L'Eternit si rivelò un duro compromesso per i posteri. Il nome stesso - che deriva dal latinoaeternitas - lo reclamizzava come un materiale di lunga durata, ma ciò che si credeva potenzialmente "eterno" doveva fare i conti con il proprio destino (e disfacimento). L'iniziale euforia dell'Eternit, che vantava numerose applicazioni, investì anche le arti visive; dagli inizi del secolo scorso fino al 1992, anno in cui l'Eternit fu dichiarato fuorilegge, diversi artisti se ne servirono, e tra questi non figurano solo gli scultori ma si dà testimonianza anche di pittori che usarono supporti in asbesto. Nell'ultimo terzo del XX secolo venne impiegato con disinvoltura da parte degli artisti dell'Arte povera, che ricorsero al fibrocemento contenente amianto, ignari che le opere sarebbero state potenzialmente cancerogene se abrase o conservate in cattive condizioni. Sol LeWitt affermò che «i materiali sono le maggiori afflizioni dell'arte contemporanea», ma di certo non presagiva una loro nocività. Frutto della ricerca scientifica, l'Eternit era di facile lavorazione e a basso costo, caratteristiche che ne accrebbero l'utilizzo indiscriminato.
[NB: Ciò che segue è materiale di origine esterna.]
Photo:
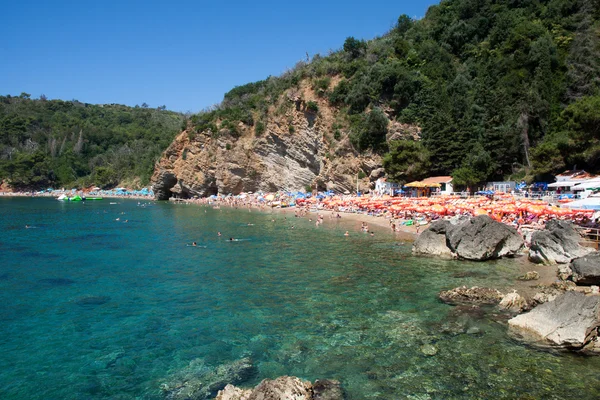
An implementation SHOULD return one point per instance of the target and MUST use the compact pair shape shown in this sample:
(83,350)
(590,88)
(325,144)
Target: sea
(108,300)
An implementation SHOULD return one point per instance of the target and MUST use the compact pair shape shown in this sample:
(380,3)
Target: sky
(182,54)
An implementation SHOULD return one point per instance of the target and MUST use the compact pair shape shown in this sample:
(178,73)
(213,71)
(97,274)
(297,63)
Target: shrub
(259,128)
(320,86)
(354,47)
(312,106)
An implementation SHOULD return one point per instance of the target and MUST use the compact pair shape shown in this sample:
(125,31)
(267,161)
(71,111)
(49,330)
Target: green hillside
(59,143)
(500,88)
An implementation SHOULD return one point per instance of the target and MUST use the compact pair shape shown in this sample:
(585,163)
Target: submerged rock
(529,276)
(285,388)
(479,239)
(476,295)
(548,293)
(558,243)
(586,270)
(327,389)
(56,281)
(198,382)
(570,321)
(91,301)
(429,350)
(514,302)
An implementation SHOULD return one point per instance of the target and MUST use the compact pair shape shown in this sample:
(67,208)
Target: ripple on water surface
(95,308)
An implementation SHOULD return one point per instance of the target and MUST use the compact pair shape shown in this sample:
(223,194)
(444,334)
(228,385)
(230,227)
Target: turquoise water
(95,308)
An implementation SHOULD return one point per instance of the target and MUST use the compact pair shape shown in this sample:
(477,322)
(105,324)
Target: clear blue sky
(183,54)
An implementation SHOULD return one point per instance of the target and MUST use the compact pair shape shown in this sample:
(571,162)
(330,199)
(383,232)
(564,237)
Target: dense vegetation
(59,143)
(499,87)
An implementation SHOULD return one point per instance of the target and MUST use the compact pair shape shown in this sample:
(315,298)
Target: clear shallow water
(94,308)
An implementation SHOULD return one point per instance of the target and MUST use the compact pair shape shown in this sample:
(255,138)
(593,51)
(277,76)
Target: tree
(370,131)
(407,161)
(354,47)
(404,24)
(474,170)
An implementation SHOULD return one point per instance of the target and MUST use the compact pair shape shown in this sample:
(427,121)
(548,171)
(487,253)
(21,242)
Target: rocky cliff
(301,145)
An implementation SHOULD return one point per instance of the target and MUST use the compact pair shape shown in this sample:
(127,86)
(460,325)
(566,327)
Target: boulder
(482,238)
(432,241)
(586,270)
(571,322)
(558,243)
(198,381)
(474,295)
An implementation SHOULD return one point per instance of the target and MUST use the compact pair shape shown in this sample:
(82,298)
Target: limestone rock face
(570,321)
(295,150)
(586,270)
(480,238)
(558,243)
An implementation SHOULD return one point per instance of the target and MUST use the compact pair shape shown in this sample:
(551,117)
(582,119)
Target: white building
(382,186)
(444,181)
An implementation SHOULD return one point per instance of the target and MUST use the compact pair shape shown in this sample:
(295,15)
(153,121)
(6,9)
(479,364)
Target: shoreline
(403,233)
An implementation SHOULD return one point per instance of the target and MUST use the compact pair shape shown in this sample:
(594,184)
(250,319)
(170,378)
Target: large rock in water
(432,241)
(483,238)
(480,238)
(586,270)
(558,243)
(285,388)
(570,321)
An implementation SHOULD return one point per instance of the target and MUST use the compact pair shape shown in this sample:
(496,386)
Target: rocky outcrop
(514,302)
(432,241)
(480,238)
(474,295)
(285,388)
(586,270)
(558,243)
(198,381)
(570,321)
(296,149)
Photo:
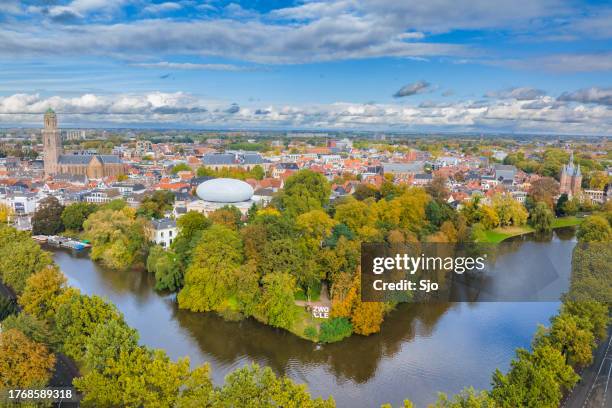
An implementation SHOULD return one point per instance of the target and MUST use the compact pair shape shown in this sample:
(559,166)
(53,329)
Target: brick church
(571,179)
(55,162)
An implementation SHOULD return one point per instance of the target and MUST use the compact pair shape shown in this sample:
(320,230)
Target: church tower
(52,142)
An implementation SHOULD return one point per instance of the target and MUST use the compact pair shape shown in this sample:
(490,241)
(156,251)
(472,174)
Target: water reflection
(421,350)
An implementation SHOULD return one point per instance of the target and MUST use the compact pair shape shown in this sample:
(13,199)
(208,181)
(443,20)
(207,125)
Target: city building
(163,231)
(571,179)
(220,192)
(504,172)
(55,162)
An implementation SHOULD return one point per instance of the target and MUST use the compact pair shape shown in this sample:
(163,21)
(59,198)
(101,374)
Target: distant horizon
(527,66)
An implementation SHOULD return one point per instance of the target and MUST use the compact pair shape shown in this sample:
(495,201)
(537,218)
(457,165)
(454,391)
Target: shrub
(335,329)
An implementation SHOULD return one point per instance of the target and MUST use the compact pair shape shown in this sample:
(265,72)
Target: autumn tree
(20,257)
(139,377)
(595,229)
(23,363)
(77,318)
(253,386)
(304,191)
(47,220)
(209,278)
(541,218)
(118,238)
(74,215)
(39,297)
(229,216)
(277,305)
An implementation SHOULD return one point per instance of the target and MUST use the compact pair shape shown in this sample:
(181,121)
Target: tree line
(117,370)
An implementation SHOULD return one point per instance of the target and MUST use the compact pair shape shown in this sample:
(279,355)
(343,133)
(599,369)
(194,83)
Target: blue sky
(517,66)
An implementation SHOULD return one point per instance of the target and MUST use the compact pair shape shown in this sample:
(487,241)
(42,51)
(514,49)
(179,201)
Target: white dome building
(219,192)
(224,190)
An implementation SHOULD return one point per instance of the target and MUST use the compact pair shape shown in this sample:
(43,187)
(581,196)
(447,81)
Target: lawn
(500,234)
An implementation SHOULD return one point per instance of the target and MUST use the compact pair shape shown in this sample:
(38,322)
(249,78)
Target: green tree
(39,297)
(74,215)
(256,387)
(77,318)
(542,218)
(335,329)
(164,264)
(118,238)
(47,220)
(137,378)
(573,336)
(304,191)
(108,340)
(209,279)
(277,305)
(534,381)
(595,229)
(20,257)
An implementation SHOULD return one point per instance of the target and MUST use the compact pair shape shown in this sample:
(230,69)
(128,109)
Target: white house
(164,231)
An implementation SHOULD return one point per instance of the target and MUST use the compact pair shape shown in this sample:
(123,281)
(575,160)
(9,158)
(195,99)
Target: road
(595,388)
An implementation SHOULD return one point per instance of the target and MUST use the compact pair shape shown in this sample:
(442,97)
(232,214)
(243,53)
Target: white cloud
(191,66)
(544,115)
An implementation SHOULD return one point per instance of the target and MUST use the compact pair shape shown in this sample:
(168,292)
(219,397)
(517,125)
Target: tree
(542,218)
(467,398)
(594,312)
(77,318)
(534,380)
(277,306)
(23,362)
(359,216)
(74,215)
(229,215)
(107,342)
(256,387)
(209,279)
(39,297)
(5,213)
(335,329)
(316,225)
(35,329)
(304,191)
(509,211)
(595,229)
(573,336)
(118,238)
(20,257)
(47,220)
(165,266)
(136,378)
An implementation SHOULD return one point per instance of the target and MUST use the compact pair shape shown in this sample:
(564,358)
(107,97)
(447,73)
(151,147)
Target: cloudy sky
(449,65)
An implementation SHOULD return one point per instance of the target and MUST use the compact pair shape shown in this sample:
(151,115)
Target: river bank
(469,340)
(500,234)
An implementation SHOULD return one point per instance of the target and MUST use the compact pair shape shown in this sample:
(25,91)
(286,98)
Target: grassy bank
(500,234)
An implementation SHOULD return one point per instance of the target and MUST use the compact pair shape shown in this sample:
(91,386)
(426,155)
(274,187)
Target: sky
(522,66)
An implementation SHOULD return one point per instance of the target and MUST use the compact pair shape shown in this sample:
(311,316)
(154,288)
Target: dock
(63,242)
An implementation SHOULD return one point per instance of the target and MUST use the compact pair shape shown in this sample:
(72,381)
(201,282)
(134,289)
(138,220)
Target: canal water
(421,350)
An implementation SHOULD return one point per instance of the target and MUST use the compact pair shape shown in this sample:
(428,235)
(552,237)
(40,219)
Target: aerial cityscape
(193,196)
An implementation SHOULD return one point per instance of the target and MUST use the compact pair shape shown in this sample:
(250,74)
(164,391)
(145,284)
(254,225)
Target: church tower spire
(52,142)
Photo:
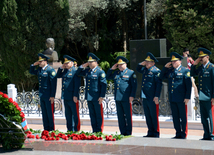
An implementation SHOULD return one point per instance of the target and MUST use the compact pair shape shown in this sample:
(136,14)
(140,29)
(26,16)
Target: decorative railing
(30,104)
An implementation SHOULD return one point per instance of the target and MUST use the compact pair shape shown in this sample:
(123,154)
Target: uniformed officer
(205,73)
(70,92)
(150,92)
(179,88)
(95,90)
(47,90)
(75,64)
(125,84)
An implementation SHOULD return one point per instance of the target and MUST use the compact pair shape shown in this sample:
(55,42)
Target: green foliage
(98,26)
(24,27)
(190,24)
(11,136)
(4,80)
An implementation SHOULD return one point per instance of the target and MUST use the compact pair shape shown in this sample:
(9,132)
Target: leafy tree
(155,10)
(190,24)
(24,27)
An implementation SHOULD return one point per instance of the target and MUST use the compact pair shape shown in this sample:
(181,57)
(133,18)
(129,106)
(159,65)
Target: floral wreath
(11,136)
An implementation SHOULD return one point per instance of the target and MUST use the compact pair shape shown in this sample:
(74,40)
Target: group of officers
(125,84)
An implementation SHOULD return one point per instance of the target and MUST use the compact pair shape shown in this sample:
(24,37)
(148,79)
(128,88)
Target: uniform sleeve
(103,84)
(52,77)
(33,70)
(158,82)
(164,73)
(81,71)
(212,74)
(140,68)
(77,80)
(133,84)
(59,73)
(194,71)
(110,74)
(188,84)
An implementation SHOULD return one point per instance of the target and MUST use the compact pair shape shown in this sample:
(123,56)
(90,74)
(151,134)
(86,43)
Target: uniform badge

Oggi alcune di quelle opere sono state bonificate e recano nelle didascalie la rassicurante dicitura "fibrocemento inertizzato", ma bisogna ammettere che quelle non sono [più] le opere originali. Quando Victor Hugo dichiarò guerra ai restauratori non aveva forse tutti i torti: ancor più dell'arte antica, l'arte contemporanea sembra risentire di restauri, interventi conservativi, o (come nel caso dell'Eternit) di una bonifica dei materiali che rischia di falsarne l'autenticità. È su tali premesse che si basa il progetto de L'eterno compromesso; nelle bacheche del museo verranno infatti collocati libri, immagini e ritagli che documentano l'utilizzo del fibrocemento nelle opere d'arte, ipotizzando una mostra come dovrebbe essere, ma come non sarà e non potrà essere nella realtà.